Amino Acid Catabolism

Molecular Biochemistry II

Amino Acid Catabolism: Nitrogen

Contents of this page:
Transaminase (amino transferase)
Deamination of amino acids
Formation of carbamoyl phosphate
Urea Cycle
Other roles of Urea Cycle intermediates

Transaminases (aminotransferases) catalyze the reversible reaction shown at right. There are multiple transaminase enzymes which vary in substrate specificity. Some show preference for particular amino acids or classes of amino acids as amino group donors and/or for particular a-keto acid acceptors.

An example of a transaminase reaction is shown at right.

Aspartate donates its amino group, becoming the a-keto acid oxaloacetate.
a-Ketoglutarate accepts the amino group, becoming the amino acid glutamate.

In another example shown at right, alanine becomes pyruvate as the amino group is transferred to a-ketoglutarate.

Transaminases equilibrate amino groups among available a-keto acids. This permits synthesis of non-essential amino acids, using amino groups derived from other amino acids and carbon skeletons synthesized in the cell. Thus a balance of different amino acids is maintained, as proteins of varied amino acid contents are synthesized.

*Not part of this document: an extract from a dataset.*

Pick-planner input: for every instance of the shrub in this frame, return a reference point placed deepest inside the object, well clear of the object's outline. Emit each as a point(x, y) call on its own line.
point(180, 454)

Although the amino N of one amino acid can be used to synthesize another amino acid, nitrogen must be obtained in the diet as amino acids (proteins).

Essential amino acids must be consumed in the diet because mammalian cells lack the enzymes to synthesize their carbon skeletons (a-keto acids). These include:

Isoleucine, leucine, & valine

Lysine

Threonine

Tryptophan

Phenylalanine (Tyrosine can be made from phenylalanine.)

Methionine (Cysteine can be made from methionine.)

Histidine (Essential for infants.)

The prosthetic group of the transaminase enzyme is pyridoxal phosphate (PLP), a derivative of vitamin B₆. (p. 986).

In the "resting" state, the aldehyde group of pyridoxal phosphate is in a Schiff base linkage to the e-amino group of an enzyme lysine side-chain.

The a-amino group of a substrate amino acid displaces the enzyme lysine, to form a Schiff base linkage to PLP.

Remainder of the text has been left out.